De ahí que toda política de prevención resida esencialmente en la lucha
contra el aislamiento social y la restauración del diálogo.
La generación actual de adolescentes chilenos ha crecido en un contexto de modernización acelerada y han debido formar sus identidades, proyectos y relaciones bajo una creciente demanda de autonomía, pero al interior de una sociedad que no entrega a todos –o no distribuye igualmente- los recursos, capacidades o soportes sociales necesarios para resolver tales exigencias
Hijos de los grandes cambios que Chile ha conocido desde el “retorno a
la democracia”, los adolescentes son los testigos privilegiados de las
transformaciones y conflictos de nuestra sociedad. La generación actual
de adolescentes chilenos ha crecido en un contexto de modernización
acelerada y han debido formar sus identidades, proyectos y relaciones
bajo una creciente demanda de autonomía, pero al interior de una
sociedad que no entrega a todos –o no distribuye igualmente- los
recursos, capacidades o soportes sociales necesarios
para resolver tales exigencias. En un contexto (hiper)individualizado,
con una fuerte presencia del mercado en la provisión de la protección
social, los adolescentes chilenos deben producir por sí mismos el
sentido necesario para una vida social incierta. Y cuando los adolescentes no logran soportar la ausencia de soportes sociales, entonces el suicidio aparece como una respuesta –anómica, violenta- de impotencia.

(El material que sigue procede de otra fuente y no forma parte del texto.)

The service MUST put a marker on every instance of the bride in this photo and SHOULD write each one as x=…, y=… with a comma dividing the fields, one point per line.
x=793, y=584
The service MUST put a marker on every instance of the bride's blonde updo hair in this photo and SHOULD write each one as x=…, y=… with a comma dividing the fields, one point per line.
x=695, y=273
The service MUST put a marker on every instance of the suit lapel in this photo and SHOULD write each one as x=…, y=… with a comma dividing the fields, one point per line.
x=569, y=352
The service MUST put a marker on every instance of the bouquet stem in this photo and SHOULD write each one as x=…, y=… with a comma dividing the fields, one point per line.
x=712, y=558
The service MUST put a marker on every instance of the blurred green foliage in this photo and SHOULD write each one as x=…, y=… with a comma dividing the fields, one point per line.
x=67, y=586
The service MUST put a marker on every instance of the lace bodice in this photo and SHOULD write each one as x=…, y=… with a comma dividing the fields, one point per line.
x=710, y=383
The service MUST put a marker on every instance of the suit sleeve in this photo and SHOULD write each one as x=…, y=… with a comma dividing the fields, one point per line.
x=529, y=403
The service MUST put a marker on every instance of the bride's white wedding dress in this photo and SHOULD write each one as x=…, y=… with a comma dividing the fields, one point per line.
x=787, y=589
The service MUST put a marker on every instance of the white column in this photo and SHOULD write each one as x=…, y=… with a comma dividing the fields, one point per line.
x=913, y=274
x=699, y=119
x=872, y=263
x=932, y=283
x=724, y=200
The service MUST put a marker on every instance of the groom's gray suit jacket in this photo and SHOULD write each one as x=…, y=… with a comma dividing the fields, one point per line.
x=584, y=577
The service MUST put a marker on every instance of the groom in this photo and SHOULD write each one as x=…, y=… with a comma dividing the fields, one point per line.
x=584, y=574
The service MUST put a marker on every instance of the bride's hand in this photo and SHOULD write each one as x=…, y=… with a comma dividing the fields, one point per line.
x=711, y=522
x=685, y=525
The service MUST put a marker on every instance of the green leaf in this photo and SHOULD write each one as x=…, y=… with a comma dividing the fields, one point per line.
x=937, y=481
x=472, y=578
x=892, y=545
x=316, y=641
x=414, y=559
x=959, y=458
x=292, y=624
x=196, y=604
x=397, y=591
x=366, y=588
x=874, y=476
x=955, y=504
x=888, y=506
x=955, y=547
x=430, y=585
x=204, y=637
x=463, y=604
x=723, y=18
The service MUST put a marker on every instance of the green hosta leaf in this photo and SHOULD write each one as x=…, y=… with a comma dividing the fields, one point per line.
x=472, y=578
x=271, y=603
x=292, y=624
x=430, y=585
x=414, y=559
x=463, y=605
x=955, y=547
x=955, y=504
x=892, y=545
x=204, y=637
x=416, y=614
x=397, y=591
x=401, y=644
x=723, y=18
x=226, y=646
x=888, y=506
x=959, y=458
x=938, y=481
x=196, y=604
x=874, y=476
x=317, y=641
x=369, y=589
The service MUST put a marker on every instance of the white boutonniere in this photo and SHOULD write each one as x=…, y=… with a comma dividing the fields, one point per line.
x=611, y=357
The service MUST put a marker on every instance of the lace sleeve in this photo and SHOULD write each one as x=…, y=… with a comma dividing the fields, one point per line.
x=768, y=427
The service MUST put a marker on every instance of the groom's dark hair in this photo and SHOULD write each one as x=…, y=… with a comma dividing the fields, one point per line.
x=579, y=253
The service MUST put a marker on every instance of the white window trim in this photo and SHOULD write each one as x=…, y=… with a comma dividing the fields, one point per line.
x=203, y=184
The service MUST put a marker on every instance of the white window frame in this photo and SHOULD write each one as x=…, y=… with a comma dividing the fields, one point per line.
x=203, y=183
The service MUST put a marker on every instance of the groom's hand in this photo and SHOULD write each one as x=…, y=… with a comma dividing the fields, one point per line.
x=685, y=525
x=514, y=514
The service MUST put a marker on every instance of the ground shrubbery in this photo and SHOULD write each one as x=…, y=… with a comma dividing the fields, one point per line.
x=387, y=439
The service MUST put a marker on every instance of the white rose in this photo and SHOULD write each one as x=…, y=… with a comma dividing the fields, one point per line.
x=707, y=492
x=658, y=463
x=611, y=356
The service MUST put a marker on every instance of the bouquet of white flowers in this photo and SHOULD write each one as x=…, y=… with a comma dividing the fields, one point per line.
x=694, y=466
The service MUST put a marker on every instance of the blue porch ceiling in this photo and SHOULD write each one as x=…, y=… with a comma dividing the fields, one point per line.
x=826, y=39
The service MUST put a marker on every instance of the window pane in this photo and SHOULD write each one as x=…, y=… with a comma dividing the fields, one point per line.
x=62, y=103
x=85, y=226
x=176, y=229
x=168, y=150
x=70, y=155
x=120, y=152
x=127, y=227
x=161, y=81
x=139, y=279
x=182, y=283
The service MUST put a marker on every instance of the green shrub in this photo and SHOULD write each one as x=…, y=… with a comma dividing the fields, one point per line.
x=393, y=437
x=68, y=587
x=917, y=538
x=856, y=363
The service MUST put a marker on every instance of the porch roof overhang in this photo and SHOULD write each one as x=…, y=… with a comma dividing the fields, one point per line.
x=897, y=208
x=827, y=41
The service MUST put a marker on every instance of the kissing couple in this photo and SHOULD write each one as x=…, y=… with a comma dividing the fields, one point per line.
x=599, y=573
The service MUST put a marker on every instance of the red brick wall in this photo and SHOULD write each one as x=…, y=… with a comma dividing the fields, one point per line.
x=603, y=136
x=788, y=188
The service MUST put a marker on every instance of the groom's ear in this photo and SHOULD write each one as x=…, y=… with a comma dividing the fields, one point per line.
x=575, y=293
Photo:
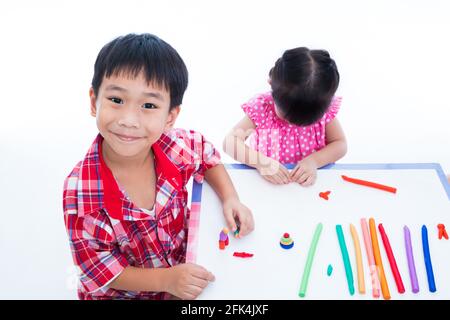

La autoagresión es la manifestación de un odio y una violencia contra
sí mismo que es también la expiación de un odio y violencia frente al
otro (individual o social).
El caso de Alejandra es evidentemente una situación extrema, pero que
en su radicalidad señala dimensiones de la experiencia subjetiva y
social donde la pregunta a formular sobre el malestar no es sólo
“funcional” (qué relación –paradójica o no- se establece entre las
expectativas de los individuos, las oportunidades que ofrece el “modelo”
y el grado de satisfacción o incluso de felicidad con la propia vida),
sino que apunta a las condiciones para que la vida sea experimentada
como digna de ser vivida.
A veces nos encontramos con la dolorosa experiencia de sujetos que
sólo encuentran en sus actos más extremos la posibilidad de inscribir lo
que no encuentra un lugar de palabra. En este sentido, los adolescentes
tal vez pueden ser considerados como reveladores antropológicos de una
condición social que sólo parece ser mostrada a través de actos que
demandan un lugar de reconocimiento: en su extremo más doloroso como acto suicida, o en su dimensión más vital como el valor de jóvenes que con sus actos políticos nos recuerdan que la vida puede –y debe- ser vivida de otro modo.